Considerable variation was found among sires in semen quality for AI. Two sources of semen deficiency were discussed, low sperm number and poor ability to sustain an embryo. The latter effect is thought to be due to abnormal sperm, and seems to be more prevalent in fat bulls and those just off high-concentrate test rations. Three times of insemination were evaluated: 2 hours, 12 hours, and 24 hours after onset of heat (first mount). Fertilization rate was highest with 24-hour insemination, but embryo quality was lowest. The reverse was true for 2-hour insemination. The 12-hour insemination was intermediate in fertilization rate and embryo quality, so pregnancy rate was highest. This validates the generally accepted recommendation of inseminating 6 to 16 hours after standing heat.

G. Perry, Animal Science Department, South Dakota State University, Brookings, reviewed 43 papers and concluded:

Synchronized AI results in higher fertility compared to non-synchronized because a higher percentage of cows conceive during the first few days of the breeding season and a higher percentage conceive during the first cycle of 21 to 25 days. Also, some programs of synchronization may induce estrous and shorten the length of post-partum anestrous. Fixed-time insemination can reduce fertility, but results are still superior to attempts where the necessary time and effort to detect estrus are not or can not be employed.

S. Johnson and R. Jones, Kansas State University, Colby and Manhattan concluded:

In order to be valid, economic comparisons of AI and natural breeding systems should include the possible added value of calves by superior AI Sires. Contrary to the last paper above, they found that AI after estrus can be less costly and produce greater returns than timed AI, “if labor is available and heat detection is feasible”.

S. Wikse, College of Veterinary Medicine and Biomedical Sciences, Texas A&M, College Station, concluded his paper exactly as follow (emphasis his):

Reproductive tract pathogens pose a great threat to the production and profitability of beef cow/calf operations. They usually enter a herd through purchase of a chronically infected carrier heifer, cow, or bull and cause the most damage the first year they are introduced into a naive herd.
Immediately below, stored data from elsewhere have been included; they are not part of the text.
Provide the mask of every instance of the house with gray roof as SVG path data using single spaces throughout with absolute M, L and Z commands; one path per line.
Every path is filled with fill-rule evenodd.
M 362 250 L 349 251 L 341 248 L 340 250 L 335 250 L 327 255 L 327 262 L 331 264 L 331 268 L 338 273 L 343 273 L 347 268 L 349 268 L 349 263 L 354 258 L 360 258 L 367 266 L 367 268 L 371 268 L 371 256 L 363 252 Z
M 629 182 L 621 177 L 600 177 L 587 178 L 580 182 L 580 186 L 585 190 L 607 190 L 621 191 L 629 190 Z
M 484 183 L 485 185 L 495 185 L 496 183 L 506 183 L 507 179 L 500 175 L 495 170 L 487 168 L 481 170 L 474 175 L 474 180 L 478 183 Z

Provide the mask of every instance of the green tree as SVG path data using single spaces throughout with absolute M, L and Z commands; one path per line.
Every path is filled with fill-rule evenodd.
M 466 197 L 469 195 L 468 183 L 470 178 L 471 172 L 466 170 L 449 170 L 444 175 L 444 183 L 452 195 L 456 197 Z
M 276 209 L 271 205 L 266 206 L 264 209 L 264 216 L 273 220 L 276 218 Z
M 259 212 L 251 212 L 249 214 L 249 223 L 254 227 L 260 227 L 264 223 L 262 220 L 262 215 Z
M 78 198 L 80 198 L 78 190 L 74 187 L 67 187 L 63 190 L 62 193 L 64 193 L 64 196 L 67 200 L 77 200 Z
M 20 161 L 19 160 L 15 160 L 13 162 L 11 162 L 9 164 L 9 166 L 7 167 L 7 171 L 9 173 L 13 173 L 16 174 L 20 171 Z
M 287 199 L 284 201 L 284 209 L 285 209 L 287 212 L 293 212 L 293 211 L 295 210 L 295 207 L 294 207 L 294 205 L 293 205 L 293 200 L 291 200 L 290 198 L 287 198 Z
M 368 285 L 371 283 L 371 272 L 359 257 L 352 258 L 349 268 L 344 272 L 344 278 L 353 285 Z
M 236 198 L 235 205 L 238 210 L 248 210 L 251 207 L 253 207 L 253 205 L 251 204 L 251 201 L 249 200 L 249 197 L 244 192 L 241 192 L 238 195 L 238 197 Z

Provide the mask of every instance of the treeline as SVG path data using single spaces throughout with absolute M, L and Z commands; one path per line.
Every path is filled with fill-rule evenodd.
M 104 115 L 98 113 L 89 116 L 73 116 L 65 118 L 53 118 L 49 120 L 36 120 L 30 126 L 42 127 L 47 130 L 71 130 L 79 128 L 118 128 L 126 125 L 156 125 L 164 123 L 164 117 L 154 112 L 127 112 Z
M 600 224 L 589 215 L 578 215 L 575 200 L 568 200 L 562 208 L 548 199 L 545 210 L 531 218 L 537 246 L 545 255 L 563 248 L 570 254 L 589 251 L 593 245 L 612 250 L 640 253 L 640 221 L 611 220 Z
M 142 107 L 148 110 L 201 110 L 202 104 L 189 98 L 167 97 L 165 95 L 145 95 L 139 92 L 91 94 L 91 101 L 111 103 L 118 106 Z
Replacement heifers and first-calf heifers are very susceptible to infectious diseases and experience the greatest losses from reproductive tract infections. Thus, it is wise to make special efforts to implement an effective reproductive disease control in a herd’s young breeding stock. Control programs for infectious reproductive diseases generally utilize a combination of biosecurity and vaccination and should be closely supervised by the herd’s veterinarian.

D. Magee, College of Veterinary Medicine and Biomedical Sciences, College Station, studied the over 300-head bull battery of the Texas Department of Criminal Justice farms and found:

BSE failure rate (evaluated every year) was 31% in bulls less two years old, about 25% for ages three through six, and then increased for every age up to 50% failure in 10-year olds. Since at least 22% of bulls failed at every age, annual exams are recommended. While BCS 5-6 is considered optimum, bulls that lost condition to reach BCS 5-6 had higher failure rates, as did bull gaining to reach BCS 8-9. Presence of internal parasites did not adversely affect the BSE, unless extreme signs of parasitism were apparent. Liver flukes did affect fertility, but with apparent unknown interactions with unidentified factors.